He maintained that his primary pen name came from his years working on Mississippi riverboats, where two fathoms, a depth indicating water safe for the passage of boat, was a measure on the sounding line. Twain is an archaic term for "two", as in "The veil of the temple was rent in twain." The riverboatman's cry was "mark twain" or, more fully, "by the mark twain", meaning "according to the mark [on the line], [the depth is] two [fathoms]"; that is, "The water is 12 feet (3.7 m) deep and it is safe to pass."

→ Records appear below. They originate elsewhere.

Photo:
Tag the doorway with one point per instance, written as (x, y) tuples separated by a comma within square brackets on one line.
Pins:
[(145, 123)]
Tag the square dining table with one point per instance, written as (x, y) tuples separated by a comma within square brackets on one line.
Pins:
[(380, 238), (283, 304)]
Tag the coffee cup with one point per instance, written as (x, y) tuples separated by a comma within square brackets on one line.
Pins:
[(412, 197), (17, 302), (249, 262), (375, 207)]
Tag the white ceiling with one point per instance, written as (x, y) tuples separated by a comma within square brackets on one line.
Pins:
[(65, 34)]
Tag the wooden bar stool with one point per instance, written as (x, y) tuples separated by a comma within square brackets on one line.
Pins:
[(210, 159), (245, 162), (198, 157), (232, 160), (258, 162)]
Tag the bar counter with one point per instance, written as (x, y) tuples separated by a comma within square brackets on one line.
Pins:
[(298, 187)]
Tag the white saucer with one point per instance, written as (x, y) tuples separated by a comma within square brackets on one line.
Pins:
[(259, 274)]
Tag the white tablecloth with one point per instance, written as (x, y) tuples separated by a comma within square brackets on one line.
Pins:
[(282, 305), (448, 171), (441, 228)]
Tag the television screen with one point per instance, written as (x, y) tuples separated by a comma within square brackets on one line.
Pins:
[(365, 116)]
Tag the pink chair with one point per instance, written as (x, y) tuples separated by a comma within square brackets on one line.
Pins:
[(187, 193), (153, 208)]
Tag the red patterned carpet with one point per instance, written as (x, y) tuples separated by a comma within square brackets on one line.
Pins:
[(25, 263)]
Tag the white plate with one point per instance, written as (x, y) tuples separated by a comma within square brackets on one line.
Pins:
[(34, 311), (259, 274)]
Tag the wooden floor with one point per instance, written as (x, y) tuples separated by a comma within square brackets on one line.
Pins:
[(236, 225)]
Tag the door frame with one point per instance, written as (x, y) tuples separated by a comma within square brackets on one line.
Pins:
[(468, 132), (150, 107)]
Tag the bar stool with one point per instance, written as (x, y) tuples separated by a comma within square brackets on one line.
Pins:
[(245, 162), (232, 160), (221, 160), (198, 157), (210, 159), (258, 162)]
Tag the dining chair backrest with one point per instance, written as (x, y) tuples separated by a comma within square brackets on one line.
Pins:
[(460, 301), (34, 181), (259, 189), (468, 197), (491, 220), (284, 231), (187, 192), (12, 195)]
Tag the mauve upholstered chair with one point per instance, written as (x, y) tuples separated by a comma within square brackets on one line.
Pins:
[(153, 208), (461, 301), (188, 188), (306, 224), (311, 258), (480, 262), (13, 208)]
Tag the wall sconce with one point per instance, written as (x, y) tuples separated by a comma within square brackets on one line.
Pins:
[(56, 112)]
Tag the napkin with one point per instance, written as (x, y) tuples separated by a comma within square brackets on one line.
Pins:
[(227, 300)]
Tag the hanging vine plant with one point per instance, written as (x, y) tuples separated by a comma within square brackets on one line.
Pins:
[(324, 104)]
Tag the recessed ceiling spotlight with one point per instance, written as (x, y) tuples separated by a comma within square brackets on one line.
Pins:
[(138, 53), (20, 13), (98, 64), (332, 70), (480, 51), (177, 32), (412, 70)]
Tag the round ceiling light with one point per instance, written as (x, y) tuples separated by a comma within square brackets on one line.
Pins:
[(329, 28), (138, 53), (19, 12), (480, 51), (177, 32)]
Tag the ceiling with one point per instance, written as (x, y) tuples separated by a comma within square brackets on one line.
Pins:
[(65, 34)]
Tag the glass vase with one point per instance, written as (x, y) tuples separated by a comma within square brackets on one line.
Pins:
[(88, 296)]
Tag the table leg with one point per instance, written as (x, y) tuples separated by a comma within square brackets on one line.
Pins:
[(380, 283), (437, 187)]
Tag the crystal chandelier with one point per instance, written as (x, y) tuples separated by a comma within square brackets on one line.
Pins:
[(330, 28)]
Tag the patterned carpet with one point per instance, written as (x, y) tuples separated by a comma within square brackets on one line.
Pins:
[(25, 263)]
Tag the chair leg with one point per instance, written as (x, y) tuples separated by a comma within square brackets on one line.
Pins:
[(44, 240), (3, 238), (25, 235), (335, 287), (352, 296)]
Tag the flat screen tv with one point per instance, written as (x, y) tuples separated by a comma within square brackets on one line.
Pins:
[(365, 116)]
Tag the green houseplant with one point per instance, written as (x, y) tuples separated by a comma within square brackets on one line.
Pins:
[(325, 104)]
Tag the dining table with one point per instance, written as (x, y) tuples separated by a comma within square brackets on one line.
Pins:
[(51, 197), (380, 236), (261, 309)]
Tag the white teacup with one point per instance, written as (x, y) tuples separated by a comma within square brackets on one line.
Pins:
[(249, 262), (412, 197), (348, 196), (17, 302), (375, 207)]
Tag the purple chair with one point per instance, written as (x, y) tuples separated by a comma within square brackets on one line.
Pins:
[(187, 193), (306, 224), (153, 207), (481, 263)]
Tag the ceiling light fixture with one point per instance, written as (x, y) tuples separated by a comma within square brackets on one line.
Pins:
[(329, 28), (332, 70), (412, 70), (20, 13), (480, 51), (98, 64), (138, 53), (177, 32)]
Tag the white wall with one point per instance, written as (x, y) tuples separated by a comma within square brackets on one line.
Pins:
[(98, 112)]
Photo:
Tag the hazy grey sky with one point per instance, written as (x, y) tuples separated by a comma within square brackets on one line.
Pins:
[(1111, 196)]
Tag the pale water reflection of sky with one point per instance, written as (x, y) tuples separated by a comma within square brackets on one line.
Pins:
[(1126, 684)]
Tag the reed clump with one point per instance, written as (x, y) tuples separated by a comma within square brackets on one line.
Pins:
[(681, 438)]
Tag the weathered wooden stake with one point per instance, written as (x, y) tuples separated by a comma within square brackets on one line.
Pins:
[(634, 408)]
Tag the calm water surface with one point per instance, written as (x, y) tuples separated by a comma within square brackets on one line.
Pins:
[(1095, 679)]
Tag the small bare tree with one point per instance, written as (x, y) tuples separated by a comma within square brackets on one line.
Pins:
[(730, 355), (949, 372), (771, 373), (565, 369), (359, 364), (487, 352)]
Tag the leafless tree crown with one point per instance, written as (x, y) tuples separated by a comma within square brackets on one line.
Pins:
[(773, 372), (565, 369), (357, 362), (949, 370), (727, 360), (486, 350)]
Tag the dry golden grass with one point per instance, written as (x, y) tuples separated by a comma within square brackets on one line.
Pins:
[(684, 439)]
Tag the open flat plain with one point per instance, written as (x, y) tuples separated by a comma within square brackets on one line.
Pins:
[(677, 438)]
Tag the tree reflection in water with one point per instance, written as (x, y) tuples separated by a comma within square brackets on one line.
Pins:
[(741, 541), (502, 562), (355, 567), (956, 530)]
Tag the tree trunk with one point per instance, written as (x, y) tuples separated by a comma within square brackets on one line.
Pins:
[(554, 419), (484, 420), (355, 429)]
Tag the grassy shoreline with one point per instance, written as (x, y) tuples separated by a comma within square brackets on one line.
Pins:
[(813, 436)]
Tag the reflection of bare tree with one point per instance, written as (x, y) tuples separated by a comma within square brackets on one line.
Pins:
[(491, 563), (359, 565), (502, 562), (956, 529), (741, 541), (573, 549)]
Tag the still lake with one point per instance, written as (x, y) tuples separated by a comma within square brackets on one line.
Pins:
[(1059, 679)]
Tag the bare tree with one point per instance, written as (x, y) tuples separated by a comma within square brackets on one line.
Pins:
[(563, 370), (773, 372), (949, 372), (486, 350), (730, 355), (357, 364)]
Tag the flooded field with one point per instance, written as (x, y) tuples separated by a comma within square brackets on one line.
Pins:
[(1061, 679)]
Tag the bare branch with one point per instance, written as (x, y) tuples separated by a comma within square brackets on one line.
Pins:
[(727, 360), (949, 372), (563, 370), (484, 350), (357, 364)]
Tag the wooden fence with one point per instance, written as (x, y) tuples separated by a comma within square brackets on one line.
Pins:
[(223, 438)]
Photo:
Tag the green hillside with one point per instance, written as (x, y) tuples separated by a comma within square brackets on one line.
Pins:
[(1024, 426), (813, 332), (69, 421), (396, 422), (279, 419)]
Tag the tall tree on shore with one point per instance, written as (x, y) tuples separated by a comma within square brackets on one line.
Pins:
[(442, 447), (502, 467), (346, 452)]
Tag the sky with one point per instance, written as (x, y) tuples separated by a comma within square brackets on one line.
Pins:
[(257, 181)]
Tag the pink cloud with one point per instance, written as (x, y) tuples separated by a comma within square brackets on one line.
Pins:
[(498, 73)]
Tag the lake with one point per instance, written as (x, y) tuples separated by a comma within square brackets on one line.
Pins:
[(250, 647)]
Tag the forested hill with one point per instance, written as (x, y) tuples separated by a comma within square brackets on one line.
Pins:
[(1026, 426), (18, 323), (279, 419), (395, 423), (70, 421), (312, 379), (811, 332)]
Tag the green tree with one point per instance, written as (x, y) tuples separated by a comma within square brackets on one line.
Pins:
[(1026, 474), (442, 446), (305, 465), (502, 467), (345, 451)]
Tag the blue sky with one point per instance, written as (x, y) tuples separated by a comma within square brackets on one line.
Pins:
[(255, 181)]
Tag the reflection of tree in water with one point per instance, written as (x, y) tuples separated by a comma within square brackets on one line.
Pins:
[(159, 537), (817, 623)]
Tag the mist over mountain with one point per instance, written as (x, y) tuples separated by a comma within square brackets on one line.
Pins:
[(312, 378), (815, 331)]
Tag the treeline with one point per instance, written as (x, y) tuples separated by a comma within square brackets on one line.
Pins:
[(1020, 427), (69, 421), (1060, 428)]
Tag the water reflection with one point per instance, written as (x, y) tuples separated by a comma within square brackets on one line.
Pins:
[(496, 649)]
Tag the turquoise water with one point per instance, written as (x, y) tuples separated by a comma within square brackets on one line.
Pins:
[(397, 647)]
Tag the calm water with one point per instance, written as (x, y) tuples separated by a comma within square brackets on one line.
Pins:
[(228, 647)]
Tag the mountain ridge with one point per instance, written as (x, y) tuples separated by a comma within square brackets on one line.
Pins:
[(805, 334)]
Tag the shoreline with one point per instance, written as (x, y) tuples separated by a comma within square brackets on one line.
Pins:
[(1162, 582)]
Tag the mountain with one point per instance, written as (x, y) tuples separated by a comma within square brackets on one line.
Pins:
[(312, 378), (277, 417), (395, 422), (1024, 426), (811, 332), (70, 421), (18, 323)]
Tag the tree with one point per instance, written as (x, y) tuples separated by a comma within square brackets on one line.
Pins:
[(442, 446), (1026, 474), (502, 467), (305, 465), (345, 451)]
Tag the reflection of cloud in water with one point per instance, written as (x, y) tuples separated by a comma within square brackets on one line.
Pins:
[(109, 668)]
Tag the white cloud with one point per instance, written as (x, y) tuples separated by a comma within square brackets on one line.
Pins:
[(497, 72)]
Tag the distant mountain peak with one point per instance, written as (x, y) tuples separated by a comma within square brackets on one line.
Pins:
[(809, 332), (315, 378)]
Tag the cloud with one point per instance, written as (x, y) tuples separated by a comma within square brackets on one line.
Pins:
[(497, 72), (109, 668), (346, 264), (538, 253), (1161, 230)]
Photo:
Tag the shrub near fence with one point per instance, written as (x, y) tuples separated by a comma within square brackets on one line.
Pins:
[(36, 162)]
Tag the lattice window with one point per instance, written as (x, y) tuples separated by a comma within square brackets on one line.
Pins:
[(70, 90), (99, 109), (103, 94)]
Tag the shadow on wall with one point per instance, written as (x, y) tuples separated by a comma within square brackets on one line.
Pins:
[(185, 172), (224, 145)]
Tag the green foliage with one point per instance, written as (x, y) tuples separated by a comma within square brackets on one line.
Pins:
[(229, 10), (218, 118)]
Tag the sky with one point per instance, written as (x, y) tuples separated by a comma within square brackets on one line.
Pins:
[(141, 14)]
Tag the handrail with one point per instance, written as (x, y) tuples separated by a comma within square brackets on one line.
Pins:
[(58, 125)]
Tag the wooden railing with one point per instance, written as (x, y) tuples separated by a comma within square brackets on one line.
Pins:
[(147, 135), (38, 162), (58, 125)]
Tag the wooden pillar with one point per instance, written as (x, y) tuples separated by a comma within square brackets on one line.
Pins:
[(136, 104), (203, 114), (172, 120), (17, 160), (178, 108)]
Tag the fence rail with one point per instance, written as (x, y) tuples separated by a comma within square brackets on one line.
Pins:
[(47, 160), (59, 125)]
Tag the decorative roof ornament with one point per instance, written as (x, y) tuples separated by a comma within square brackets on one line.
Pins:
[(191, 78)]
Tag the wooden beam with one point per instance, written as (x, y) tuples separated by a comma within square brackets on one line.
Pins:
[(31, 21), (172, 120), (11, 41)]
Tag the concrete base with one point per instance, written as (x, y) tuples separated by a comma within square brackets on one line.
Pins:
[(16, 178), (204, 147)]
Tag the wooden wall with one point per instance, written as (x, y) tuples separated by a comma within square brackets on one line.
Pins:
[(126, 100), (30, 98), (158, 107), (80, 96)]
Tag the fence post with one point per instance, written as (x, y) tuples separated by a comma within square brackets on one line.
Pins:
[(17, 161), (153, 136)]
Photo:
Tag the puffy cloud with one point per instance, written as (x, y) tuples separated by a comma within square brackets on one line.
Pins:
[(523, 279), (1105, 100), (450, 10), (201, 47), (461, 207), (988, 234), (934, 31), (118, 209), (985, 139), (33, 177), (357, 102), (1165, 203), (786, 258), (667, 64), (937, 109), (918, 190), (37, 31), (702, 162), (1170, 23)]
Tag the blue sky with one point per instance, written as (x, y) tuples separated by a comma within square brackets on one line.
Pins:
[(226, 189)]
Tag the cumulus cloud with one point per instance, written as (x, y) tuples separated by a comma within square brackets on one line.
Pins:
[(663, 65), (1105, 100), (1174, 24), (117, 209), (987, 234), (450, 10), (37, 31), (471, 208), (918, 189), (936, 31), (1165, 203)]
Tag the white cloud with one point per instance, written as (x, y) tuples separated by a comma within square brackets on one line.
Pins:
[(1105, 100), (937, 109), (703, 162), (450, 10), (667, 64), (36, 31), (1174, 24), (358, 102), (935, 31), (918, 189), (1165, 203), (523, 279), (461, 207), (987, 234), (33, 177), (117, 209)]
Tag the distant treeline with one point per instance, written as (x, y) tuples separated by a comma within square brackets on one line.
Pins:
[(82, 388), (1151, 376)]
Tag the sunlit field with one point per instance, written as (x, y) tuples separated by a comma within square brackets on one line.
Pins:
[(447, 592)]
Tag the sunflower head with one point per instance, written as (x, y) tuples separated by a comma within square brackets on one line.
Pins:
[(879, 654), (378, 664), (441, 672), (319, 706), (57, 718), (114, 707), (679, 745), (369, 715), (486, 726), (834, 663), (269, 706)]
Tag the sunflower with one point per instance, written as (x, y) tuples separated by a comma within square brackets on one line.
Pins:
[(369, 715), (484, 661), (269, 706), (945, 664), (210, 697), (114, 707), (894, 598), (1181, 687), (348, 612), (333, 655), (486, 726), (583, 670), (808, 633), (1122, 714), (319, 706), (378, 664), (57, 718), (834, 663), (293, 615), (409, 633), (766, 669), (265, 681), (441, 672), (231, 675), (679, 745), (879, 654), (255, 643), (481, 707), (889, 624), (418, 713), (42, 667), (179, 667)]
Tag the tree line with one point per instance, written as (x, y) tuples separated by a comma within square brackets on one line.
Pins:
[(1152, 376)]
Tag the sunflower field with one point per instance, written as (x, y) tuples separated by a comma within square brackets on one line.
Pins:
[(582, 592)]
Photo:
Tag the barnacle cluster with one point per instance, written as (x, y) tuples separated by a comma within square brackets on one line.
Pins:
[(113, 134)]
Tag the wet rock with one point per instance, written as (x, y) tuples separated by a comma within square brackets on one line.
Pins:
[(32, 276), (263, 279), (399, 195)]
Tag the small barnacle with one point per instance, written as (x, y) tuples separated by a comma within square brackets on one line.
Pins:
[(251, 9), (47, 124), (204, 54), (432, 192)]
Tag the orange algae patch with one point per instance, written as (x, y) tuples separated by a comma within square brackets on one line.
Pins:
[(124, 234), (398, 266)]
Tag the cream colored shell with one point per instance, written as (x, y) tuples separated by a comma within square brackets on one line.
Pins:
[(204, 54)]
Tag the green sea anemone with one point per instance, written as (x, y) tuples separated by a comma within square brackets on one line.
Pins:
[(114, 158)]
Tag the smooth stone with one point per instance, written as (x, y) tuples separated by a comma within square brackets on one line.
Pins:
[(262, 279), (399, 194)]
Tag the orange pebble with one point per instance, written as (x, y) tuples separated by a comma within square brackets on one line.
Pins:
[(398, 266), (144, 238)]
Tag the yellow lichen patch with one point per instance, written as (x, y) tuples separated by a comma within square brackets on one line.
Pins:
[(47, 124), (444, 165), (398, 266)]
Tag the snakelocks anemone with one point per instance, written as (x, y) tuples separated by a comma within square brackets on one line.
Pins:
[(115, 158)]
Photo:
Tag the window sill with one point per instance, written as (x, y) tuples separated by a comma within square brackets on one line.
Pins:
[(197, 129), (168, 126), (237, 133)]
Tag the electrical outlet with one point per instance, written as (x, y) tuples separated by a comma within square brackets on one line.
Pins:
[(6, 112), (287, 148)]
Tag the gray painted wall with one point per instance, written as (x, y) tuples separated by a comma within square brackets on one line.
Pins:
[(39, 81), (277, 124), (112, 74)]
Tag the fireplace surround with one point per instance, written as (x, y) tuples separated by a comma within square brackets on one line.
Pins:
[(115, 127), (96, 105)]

Twain said that his famous pen name was not entirely his invention. In Life on the Mississippi, he wrote:
Captain Isaiah Sellers was not of literary turn or capacity, but he used to jot down brief paragraphs of plain practical information about the river, and sign them "MARK TWAIN", and give them to the New Orleans Picayune. They related to the stage and condition of the river, and were accurate and valuable; ... At the time that the telegraph brought the news of his death, I was on the Pacific coast. I was a fresh new journalist, and needed a nom de guerre; so I confiscated the ancient mariner's discarded one, and have done my best to make it remain what it was in his hands – a sign and symbol and warrant that whatever is found in its company may be gambled on as being the petrified truth; how I have succeeded, it would not be modest in me to say.
Twain's story about his pen name has been questioned by some, with the suggestion that "mark twain" refers to a running bar tab that Twain would regularly incur while drinking at John Piper's saloon in Virginia City, Nevada. Samuel Clemens himself responded to this suggestion by saying, "Mark Twain was the nom de plume of one Captain Isaiah Sellers, who used to write river news over it for the New Orleans Picayune. He died in 1863 and as he could no longer need that signature, I laid violent hands upon it without asking permission of the proprietor's remains. That is the history of the nom de plume I bear."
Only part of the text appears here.